Table of Contents (click to expand)
Yes, we can generate electricity from rain in several ways: storing rainwater at height to spin hydroelectric turbines, and tapping a raindrop's impact directly with piezoelectric or droplet-based generators. The direct methods stay tiny, though, a piezoelectric harvester pulls only about 12 milliwatts from a single drop, so rain power remains largely experimental rather than a practical grid source.
Have you ever looked at falling rain and wondered about the untapped potential in those small drops of water? Well, if you have, then you have a good mind for science and physics. Researchers around the world are currently investigating the viability of using rainfall as a source of energy and have already made a lot of progress in this increasingly important area.
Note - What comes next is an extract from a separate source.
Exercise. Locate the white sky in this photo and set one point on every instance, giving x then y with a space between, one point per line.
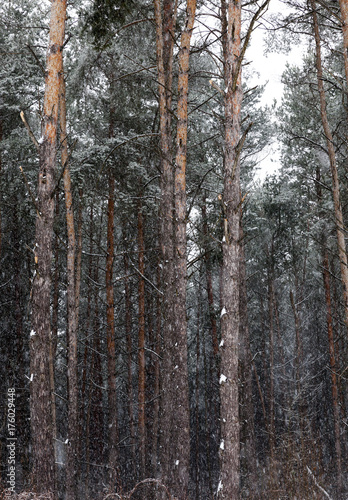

How Much Energy Do Raindrops Possess?
Water in a cloud possesses potential energy as a virtue of its height. The gravitational potential energy of an object can be measured by multiplying its height (with respect to Earth’s surface) by its weight and the gravitational constant (9.8 m/s2). Let’s look at this in a more straightforward way.
Suppose that your city receives 100cm of rainfall annually (average annual precipitation in the USA is about 77 cm – climate report) and your house has a roof of about 20 squares or 2000 square feet (standard size). Doing some math based on these numbers, you will see that this amounts to roughly 111 kWh of lost potential energy. The number seems small, but when considered over an area of about 1 km2, the amount of energy “falling” would be enough to power around 1000 houses.
What Is The Ultimate Source Of This Energy?
Just like most other sources of power on our planet, rainfall derives its energy from the Sun. The Sun is the ultimate pump that fuels all forms of life and resources. At Earth’s surface, the energy density of the Sun is about 1,000 W/m2. To put this in perspective, if all the sunlight energy irradiating the Earth’s surface in Texas alone could be converted to electricity, the power generated would be equivalent to 300 times the total power produced by all the power plants in the world!
A major part of the solar radiation striking our planet is used to evaporate water from the oceans, seas and rivers. The temperature difference created in the atmosphere, again due to different parts of the atmosphere absorbing different amounts of solar heat, acts as a pump and pulls the evaporated water up, filling it with potential energy in the process.

Energy From Storing Rainfall
Hydroelectric power plants generate about 6% of the electricity consumed in the United States, and more than half in hydro-rich countries like Canada. Hydroelectricity is one of the cleanest forms of energy around, and producing it is fairly simple. Water falling from a suitable height onto a turbine drives it into motion. The turbine is connected to a generator, which converts the mechanical energy into electricity.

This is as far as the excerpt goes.